Ankara will also give similar assistance to a new national army unit in Baghdad as part of the struggle against ISIL.
Turkish soldiers began training Kurdish fighters in northern Iraq three weeks ago, peshmerga spokesman Brigadier General Halgurd Hikmat said. The Turkish official said similar assistance would be given to Iraq’s National Guard.
“Turkey has already started training peshmerga forces in northern Iraq ... and we have agreed to train and give assistance to the National Guard,” the official said.
Turkey, which shares a 1,200 kilometre border with Syria and Iraq, has refused to take a front line military role in the US-led coalition against the ISIL insurgents, arguing air strikes alone will not bring lasting stability.
It has drawn criticism for letting thousands of foreign fighters cross its borders in its haste to see Syrian president Bashar Al Assad toppled, and for doing little to end the ISIIL siege of the Syrian border town of Kobani.
Ankara argues there can be no peace with Mr Al Assad in power and that Syria needs to follow the lead of Iraq, where a new government under prime minister Haider Al Abadi is seeking to build a cohesive force to push back ISIL fighters.
“We have said many times we want a comprehensive strategy. It is impossible to stop these terrorists only by bombing.

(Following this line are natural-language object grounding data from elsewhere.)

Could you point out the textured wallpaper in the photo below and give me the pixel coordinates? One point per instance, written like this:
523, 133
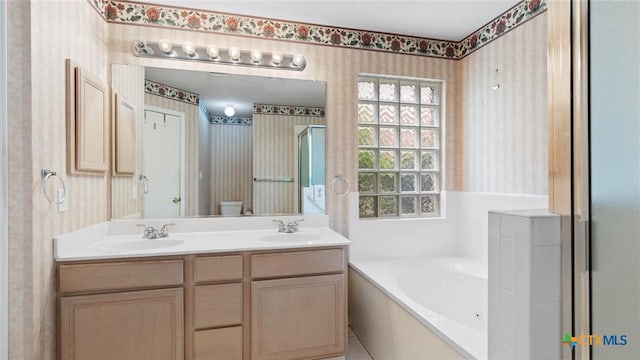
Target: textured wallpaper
231, 161
339, 68
41, 36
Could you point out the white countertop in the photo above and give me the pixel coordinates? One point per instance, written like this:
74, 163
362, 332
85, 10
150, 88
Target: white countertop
90, 245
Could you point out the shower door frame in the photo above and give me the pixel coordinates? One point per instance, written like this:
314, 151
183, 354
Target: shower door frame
4, 213
568, 69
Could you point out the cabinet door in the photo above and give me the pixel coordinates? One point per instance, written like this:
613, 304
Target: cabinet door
298, 318
133, 325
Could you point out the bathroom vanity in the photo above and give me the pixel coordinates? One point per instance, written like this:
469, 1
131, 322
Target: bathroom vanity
242, 294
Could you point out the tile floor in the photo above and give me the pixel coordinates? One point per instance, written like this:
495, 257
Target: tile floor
356, 350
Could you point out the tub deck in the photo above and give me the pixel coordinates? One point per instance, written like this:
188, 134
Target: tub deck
394, 325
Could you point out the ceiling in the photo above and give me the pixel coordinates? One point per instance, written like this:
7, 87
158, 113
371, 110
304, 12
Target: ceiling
218, 90
439, 19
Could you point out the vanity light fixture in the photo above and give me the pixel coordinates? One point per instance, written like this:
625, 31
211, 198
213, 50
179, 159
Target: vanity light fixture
234, 53
276, 58
298, 60
165, 46
256, 56
213, 52
229, 110
164, 49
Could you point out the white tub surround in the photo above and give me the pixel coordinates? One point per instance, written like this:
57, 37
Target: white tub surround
428, 299
123, 238
461, 231
524, 285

If you try to kill the mosquitoes it will not work, you have to dry the swamp,” a second Turkish official said.
Turkey and the United States has also agreed to train and equip moderate Syrian rebels fighting both ISIL and Mr Al Assad’s forces, although the details of how many and exactly where they will be trained have yet to be finalised.

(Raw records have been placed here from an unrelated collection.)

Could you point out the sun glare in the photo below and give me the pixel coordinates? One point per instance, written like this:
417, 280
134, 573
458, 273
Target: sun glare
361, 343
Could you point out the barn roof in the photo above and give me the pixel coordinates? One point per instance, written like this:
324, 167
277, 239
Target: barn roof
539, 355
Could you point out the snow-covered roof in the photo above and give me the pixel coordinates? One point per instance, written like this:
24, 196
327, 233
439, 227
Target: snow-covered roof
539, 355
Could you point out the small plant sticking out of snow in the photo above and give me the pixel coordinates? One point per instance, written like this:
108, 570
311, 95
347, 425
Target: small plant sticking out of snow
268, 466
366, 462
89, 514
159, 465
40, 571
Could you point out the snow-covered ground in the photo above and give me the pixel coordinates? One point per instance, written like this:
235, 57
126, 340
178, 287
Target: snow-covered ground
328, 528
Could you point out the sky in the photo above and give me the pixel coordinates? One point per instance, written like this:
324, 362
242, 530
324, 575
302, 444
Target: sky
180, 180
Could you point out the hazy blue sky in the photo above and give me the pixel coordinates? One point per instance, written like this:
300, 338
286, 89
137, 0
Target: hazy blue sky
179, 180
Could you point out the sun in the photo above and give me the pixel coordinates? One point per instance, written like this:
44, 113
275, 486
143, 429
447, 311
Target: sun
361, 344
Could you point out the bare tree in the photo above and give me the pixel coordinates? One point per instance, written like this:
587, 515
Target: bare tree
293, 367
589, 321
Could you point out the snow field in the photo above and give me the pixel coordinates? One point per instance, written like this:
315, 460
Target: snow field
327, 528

The US on Saturday pledged an additional $135 million in aid for the victims of the war, much of it to help the United Nations with a funding shortfall. The announcement came as US vice-president Joe Biden met with Turkish president Recep Tayyip Erdogan in Istanbul to discuss a transition of power in Syria away from Mr Al Assad.

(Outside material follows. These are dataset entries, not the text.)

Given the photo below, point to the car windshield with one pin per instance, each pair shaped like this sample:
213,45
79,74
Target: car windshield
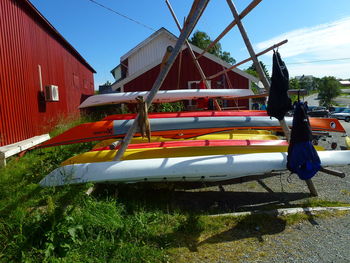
339,110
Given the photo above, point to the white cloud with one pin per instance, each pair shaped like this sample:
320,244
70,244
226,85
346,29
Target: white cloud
321,42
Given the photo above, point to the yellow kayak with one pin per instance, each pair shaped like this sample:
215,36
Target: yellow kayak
212,136
168,152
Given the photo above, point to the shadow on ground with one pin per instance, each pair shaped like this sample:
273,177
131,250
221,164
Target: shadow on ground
204,202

“On Syria, we discussed ... not only to deny ISIL a safe haven and roll back and defeat them, but also strengthen the Syrian opposition and ensure a transition away from the Assad regime,” Mr Biden told a joint news conference with Mr Erdogan.
Air strikes by US-led forces in Syria have killed 910 people, including 52 civilians, since the start of the campaign against ISIL and other fighters two months ago, a group monitoring the conflict said.
The majority of the deaths, 785, were ISIL fighters according to the Britain-based Syrian Observatory for Human Rights.
Eight of the civilians killed were children and five were women. The US has said it takes reports of civilian casualties seriously and says it has a process to investigate any reports of such deaths.
The Observatory, which gathers its information from a network of contacts on the ground, said 72 members of Al Qaeda’s Syria wing Al Nusra Front were also killed in the air strikes, which started on September 23.
According to the United Nations, around 200,000 people have been killed in Syria’s conflict, which is in its fourth year.
Meanwhile, Iraqi officials said that ISIL militants have killed 25 members of a Sunni tribe during their assault on a provincial capital west of Baghdad, in apparent revenge for tribal opposition to the radical Islamists.
They said the bodies of the men from the Albu Fahd tribe were discovered after the army launched a counter-offensive on Saturday against ISIL in a village on the eastern edge of Ramadi, capital of Anbar province.
The killings echoed the execution of hundreds of members of the Albu Nimr tribe last month by ISIL fighters trying to break local resistance to their advances in Anbar, a Sunni province they have largely controlled for nearly a year.
“While they were combing the territories they are liberating, security forces found 25 corpses in the Shujariya area,” said Hathal Al Fahdawi, a member of the Anbar Provincial Council.
Albu Fahd tribal leader Sheikh Rafie Al Fahdawi said at least 25 bodies had been found and said he expected the total to be significantly higher. He said the bodies were found scattered around with no signs of weapons next to them, suggesting they were not killed during fighting.
Ramadi have been outside government control since January, but ISIL struck on Friday with hours of shelling, car bombs and attacks by gunmen from four different directions in a bid to take more ground.
By Saturday, most of the fighting was over, but clashes were still taking place in southern Ramadi, a city that is one of the last major population centres of Anbar still under government control.